Blooming throughout June is the native Carolina or Wild Rose, Rosa carolina. It can be separated from our other native pink roses by its small size (1-3 feet), needle like thorns, and the dry habitat it requires.

This odd looking fly is related to something that may surprise you. The markings in the wings may give you a hint. It's Goniops chrysocoma, a Tabanid Fly. That includes the annoying Deer and Horse Flies. This guy tends to hang around forests and forest edges rather than flying in the open. I have never had this species buzz my head, let alone bite. In my experience, it's a rather docile and slow flying species.

Growing along the edges of dry woods is the Whorled Loosestrife, Lysimachia quadrifolia. Easy to recognize by the whorled leaves and long stalked flowers. The petals are yellow with a red circle down in the center.

The single 5-petaled flowers, even in full bloom, are not very uniform. They remind me of Serviceberry. That's not a far reach since both are in the same family, Roseaceae. This is American Ipecac, Gillenia stipulata. The divided leaves are heavily serrate and clasp the stem. I find this plant in dry woodlands. The Wild Ipecac has a long history of medicinal value among Native Americans.

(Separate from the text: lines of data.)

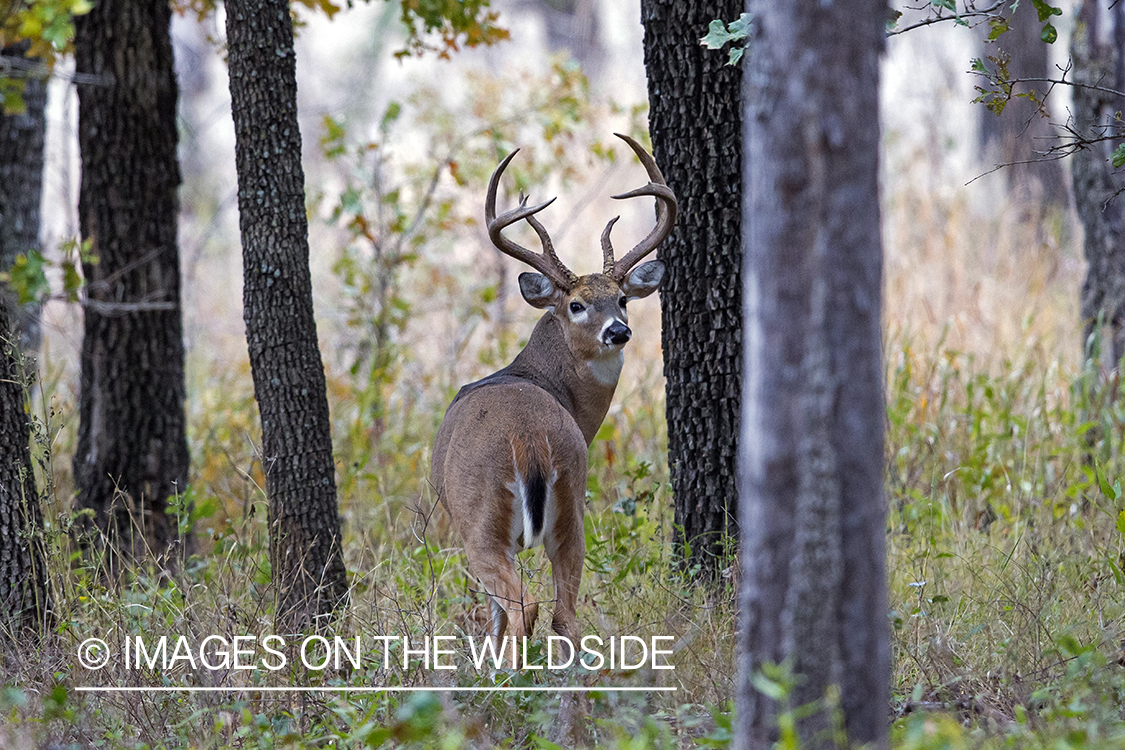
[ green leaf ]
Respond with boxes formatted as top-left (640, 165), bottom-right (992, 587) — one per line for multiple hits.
top-left (988, 16), bottom-right (1011, 42)
top-left (700, 18), bottom-right (734, 49)
top-left (1107, 143), bottom-right (1125, 167)
top-left (9, 250), bottom-right (51, 305)
top-left (1098, 468), bottom-right (1117, 503)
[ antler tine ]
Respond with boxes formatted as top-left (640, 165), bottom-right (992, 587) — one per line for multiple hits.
top-left (485, 148), bottom-right (577, 290)
top-left (602, 216), bottom-right (621, 275)
top-left (528, 217), bottom-right (578, 288)
top-left (602, 133), bottom-right (678, 281)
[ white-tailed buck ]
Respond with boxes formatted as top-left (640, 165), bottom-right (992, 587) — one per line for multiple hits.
top-left (431, 134), bottom-right (676, 661)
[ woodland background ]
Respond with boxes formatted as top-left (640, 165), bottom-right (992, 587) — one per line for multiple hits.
top-left (0, 0), bottom-right (1125, 748)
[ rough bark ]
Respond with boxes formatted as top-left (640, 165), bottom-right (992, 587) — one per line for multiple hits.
top-left (74, 0), bottom-right (188, 558)
top-left (1071, 0), bottom-right (1125, 367)
top-left (226, 0), bottom-right (347, 626)
top-left (737, 0), bottom-right (890, 748)
top-left (0, 44), bottom-right (47, 353)
top-left (0, 290), bottom-right (51, 640)
top-left (641, 0), bottom-right (745, 572)
top-left (981, 2), bottom-right (1067, 208)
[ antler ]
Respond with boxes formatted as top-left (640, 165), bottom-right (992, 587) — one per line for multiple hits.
top-left (485, 148), bottom-right (578, 291)
top-left (602, 133), bottom-right (677, 283)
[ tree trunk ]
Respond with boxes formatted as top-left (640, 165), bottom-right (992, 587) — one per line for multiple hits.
top-left (1071, 0), bottom-right (1125, 367)
top-left (641, 0), bottom-right (745, 572)
top-left (74, 0), bottom-right (188, 559)
top-left (0, 290), bottom-right (51, 636)
top-left (226, 0), bottom-right (347, 627)
top-left (738, 0), bottom-right (890, 748)
top-left (0, 43), bottom-right (47, 353)
top-left (981, 2), bottom-right (1067, 208)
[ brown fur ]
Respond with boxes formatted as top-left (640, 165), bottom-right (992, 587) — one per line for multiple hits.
top-left (431, 269), bottom-right (655, 666)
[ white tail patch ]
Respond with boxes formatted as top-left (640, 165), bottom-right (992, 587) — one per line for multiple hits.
top-left (507, 441), bottom-right (559, 550)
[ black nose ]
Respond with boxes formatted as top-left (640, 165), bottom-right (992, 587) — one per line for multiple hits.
top-left (602, 320), bottom-right (632, 346)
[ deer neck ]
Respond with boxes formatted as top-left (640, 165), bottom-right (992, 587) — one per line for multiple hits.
top-left (506, 311), bottom-right (623, 445)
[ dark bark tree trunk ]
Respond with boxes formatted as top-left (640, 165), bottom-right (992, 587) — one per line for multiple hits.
top-left (0, 44), bottom-right (47, 354)
top-left (74, 0), bottom-right (188, 559)
top-left (226, 0), bottom-right (347, 627)
top-left (641, 0), bottom-right (745, 572)
top-left (981, 2), bottom-right (1067, 208)
top-left (0, 289), bottom-right (51, 639)
top-left (1071, 0), bottom-right (1125, 367)
top-left (737, 0), bottom-right (890, 748)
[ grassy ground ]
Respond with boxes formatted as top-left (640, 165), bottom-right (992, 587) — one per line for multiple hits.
top-left (0, 105), bottom-right (1125, 748)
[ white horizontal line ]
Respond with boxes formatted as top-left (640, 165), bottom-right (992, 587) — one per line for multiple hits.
top-left (74, 685), bottom-right (678, 693)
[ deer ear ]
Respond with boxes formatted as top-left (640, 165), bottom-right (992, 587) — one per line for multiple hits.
top-left (520, 272), bottom-right (563, 309)
top-left (621, 261), bottom-right (664, 299)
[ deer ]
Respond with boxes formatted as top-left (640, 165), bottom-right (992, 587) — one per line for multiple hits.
top-left (431, 134), bottom-right (677, 666)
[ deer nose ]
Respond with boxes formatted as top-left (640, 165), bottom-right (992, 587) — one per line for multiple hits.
top-left (602, 320), bottom-right (632, 346)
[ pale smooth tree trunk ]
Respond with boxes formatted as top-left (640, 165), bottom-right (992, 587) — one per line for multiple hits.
top-left (226, 0), bottom-right (347, 627)
top-left (737, 0), bottom-right (890, 748)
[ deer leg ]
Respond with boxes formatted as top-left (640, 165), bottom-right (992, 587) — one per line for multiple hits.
top-left (466, 550), bottom-right (539, 668)
top-left (547, 522), bottom-right (586, 656)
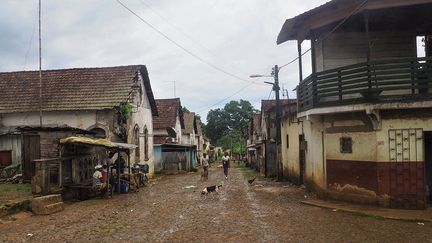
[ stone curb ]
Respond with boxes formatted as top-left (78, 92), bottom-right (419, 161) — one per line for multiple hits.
top-left (301, 201), bottom-right (432, 222)
top-left (0, 199), bottom-right (30, 217)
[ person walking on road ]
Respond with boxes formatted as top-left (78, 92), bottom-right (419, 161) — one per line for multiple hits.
top-left (222, 152), bottom-right (230, 180)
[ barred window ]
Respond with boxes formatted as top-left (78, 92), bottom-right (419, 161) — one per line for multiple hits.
top-left (340, 137), bottom-right (352, 154)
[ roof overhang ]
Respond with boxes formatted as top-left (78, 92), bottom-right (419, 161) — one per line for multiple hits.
top-left (276, 0), bottom-right (432, 44)
top-left (60, 137), bottom-right (138, 150)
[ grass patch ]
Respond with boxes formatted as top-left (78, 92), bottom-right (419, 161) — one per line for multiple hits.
top-left (0, 184), bottom-right (32, 205)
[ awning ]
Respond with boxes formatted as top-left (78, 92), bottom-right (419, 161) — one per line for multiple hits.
top-left (60, 137), bottom-right (138, 150)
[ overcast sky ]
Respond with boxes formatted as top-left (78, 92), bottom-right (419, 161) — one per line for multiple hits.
top-left (0, 0), bottom-right (326, 120)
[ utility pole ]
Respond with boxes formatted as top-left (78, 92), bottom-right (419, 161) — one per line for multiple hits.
top-left (273, 65), bottom-right (282, 180)
top-left (39, 0), bottom-right (42, 127)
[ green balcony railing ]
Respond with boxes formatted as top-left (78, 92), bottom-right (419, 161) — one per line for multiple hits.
top-left (297, 57), bottom-right (432, 112)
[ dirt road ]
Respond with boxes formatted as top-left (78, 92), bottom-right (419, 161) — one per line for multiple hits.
top-left (0, 168), bottom-right (432, 242)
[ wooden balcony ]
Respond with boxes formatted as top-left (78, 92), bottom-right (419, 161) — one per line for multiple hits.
top-left (297, 57), bottom-right (432, 112)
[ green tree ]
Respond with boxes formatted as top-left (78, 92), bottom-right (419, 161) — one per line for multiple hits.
top-left (204, 100), bottom-right (256, 152)
top-left (182, 106), bottom-right (190, 113)
top-left (218, 130), bottom-right (246, 154)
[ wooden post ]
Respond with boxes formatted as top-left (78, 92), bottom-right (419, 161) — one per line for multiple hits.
top-left (363, 10), bottom-right (372, 90)
top-left (310, 30), bottom-right (317, 107)
top-left (338, 70), bottom-right (343, 101)
top-left (117, 150), bottom-right (121, 194)
top-left (363, 10), bottom-right (371, 62)
top-left (126, 150), bottom-right (130, 191)
top-left (297, 40), bottom-right (303, 82)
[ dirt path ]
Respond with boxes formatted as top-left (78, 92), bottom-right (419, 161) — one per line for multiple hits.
top-left (0, 168), bottom-right (432, 242)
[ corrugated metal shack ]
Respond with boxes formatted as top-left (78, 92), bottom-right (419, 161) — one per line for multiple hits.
top-left (153, 144), bottom-right (197, 172)
top-left (0, 125), bottom-right (90, 182)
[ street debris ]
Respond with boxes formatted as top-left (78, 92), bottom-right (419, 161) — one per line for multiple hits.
top-left (183, 185), bottom-right (196, 189)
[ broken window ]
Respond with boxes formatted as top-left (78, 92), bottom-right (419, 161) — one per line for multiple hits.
top-left (340, 137), bottom-right (352, 154)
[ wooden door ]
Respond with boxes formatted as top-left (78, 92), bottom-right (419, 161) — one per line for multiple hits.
top-left (22, 134), bottom-right (40, 181)
top-left (265, 141), bottom-right (277, 177)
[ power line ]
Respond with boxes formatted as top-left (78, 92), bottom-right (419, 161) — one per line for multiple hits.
top-left (139, 0), bottom-right (218, 58)
top-left (198, 82), bottom-right (255, 113)
top-left (23, 6), bottom-right (38, 70)
top-left (116, 0), bottom-right (264, 84)
top-left (196, 0), bottom-right (368, 112)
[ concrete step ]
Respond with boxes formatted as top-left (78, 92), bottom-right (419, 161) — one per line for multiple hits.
top-left (32, 194), bottom-right (63, 205)
top-left (31, 194), bottom-right (64, 215)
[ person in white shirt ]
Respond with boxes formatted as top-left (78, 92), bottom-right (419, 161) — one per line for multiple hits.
top-left (93, 165), bottom-right (108, 197)
top-left (202, 153), bottom-right (209, 180)
top-left (222, 152), bottom-right (230, 180)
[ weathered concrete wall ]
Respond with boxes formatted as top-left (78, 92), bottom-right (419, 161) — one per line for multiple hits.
top-left (0, 135), bottom-right (22, 164)
top-left (127, 79), bottom-right (154, 177)
top-left (281, 118), bottom-right (301, 182)
top-left (318, 110), bottom-right (432, 208)
top-left (301, 116), bottom-right (327, 190)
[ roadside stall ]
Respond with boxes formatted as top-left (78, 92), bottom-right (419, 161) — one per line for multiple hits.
top-left (33, 137), bottom-right (143, 199)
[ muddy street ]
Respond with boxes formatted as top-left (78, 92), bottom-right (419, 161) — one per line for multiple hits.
top-left (0, 168), bottom-right (432, 242)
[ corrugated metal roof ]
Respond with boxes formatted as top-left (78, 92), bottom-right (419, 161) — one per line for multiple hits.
top-left (0, 65), bottom-right (157, 114)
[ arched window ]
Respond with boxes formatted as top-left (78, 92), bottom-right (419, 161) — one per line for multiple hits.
top-left (144, 128), bottom-right (149, 160)
top-left (134, 125), bottom-right (140, 162)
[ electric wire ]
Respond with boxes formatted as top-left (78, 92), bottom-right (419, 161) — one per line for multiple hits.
top-left (116, 0), bottom-right (264, 84)
top-left (197, 82), bottom-right (253, 113)
top-left (23, 7), bottom-right (38, 71)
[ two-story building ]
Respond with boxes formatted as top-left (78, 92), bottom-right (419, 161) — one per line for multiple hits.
top-left (277, 0), bottom-right (432, 208)
top-left (153, 98), bottom-right (184, 144)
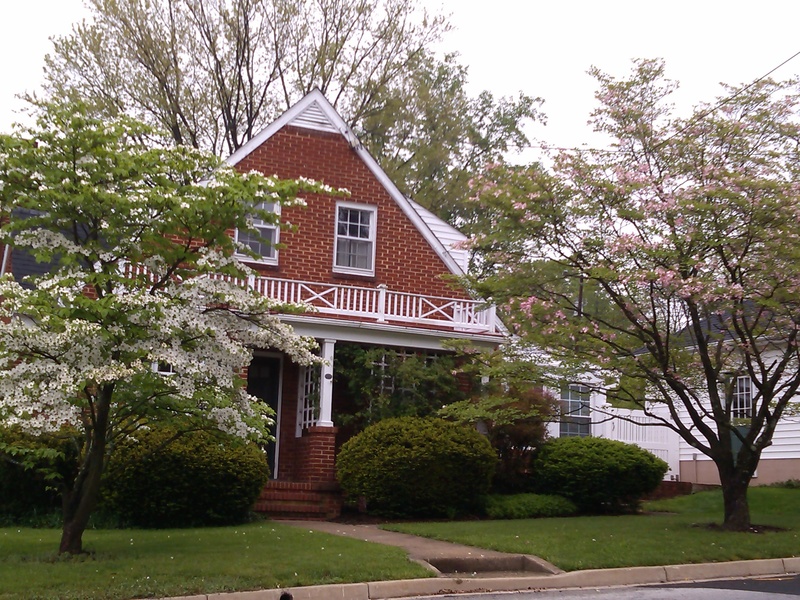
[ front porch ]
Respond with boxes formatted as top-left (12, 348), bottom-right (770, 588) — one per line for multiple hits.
top-left (239, 276), bottom-right (501, 520)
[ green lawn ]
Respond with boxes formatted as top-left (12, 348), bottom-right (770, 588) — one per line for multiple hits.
top-left (386, 488), bottom-right (800, 571)
top-left (0, 488), bottom-right (800, 600)
top-left (0, 521), bottom-right (430, 600)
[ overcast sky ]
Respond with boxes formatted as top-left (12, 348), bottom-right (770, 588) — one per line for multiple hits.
top-left (0, 0), bottom-right (800, 162)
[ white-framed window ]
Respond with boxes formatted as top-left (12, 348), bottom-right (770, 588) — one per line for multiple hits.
top-left (559, 383), bottom-right (592, 437)
top-left (234, 202), bottom-right (281, 265)
top-left (333, 202), bottom-right (378, 275)
top-left (731, 375), bottom-right (753, 419)
top-left (152, 361), bottom-right (175, 376)
top-left (295, 365), bottom-right (320, 437)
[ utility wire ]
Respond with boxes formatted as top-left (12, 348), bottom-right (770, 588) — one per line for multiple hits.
top-left (521, 51), bottom-right (800, 154)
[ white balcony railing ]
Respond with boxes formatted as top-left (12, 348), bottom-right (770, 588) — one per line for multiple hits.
top-left (242, 276), bottom-right (499, 333)
top-left (122, 264), bottom-right (501, 333)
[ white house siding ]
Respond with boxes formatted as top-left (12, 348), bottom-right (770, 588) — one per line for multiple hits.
top-left (679, 415), bottom-right (800, 485)
top-left (547, 382), bottom-right (679, 480)
top-left (592, 406), bottom-right (680, 480)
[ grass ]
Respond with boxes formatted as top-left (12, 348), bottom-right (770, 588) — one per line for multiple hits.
top-left (0, 488), bottom-right (800, 600)
top-left (386, 487), bottom-right (800, 571)
top-left (0, 521), bottom-right (430, 600)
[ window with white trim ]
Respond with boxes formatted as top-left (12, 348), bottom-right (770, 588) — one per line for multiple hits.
top-left (333, 202), bottom-right (378, 275)
top-left (295, 365), bottom-right (320, 437)
top-left (234, 202), bottom-right (280, 265)
top-left (559, 383), bottom-right (592, 437)
top-left (731, 375), bottom-right (753, 419)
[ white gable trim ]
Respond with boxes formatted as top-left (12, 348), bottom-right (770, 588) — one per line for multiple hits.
top-left (226, 88), bottom-right (464, 275)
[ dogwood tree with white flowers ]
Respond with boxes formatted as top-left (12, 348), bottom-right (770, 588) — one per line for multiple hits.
top-left (466, 61), bottom-right (800, 530)
top-left (0, 104), bottom-right (330, 553)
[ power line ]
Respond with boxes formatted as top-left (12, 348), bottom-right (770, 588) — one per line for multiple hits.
top-left (520, 51), bottom-right (800, 154)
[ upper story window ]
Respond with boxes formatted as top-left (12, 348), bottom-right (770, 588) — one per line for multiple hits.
top-left (731, 375), bottom-right (753, 419)
top-left (559, 383), bottom-right (592, 437)
top-left (333, 202), bottom-right (378, 275)
top-left (235, 202), bottom-right (280, 265)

Typocerus velutinus. Similar to T. deceptus, but with an unbroken yellow collar.

Strangalia luteicornis

Here are a couple of Long-horned Beetles. They differ from most members of the family in being smaller and skinnier, having shorter antennae, and occur during the day. These beetles spend their time feeding on flower heads rather than boring into wood.

The Gomphidae family are the toughest dragonflies for me to figure out because not all Clubtails actually have an expanded club tail. I found this in Mahoning County, and it was a new species for me. Although it's been found in the county before, there are only two known records, and one of those is 55 years old. This is the Unicorn Clubtail, Arigomphus villosipes. The striped thorax, yellow abdominal tip, and the 'bomb' shapes along the body are what I used. Thanks to Bob Glotzhober for verifying my I.D. and letting me know about the records.

There was a time I used to "stun" dragonflies and pose them to photograph. I don't need to do that anymore. I simply use my inner chi and Kung-Fu training to sneak up on them. Ya, I am so sure. Seriously though, the secret is simple, patience. It's not that tough. Just stretch and loosen up first before going to the field. At my age, freezing in one position for very long is a workout!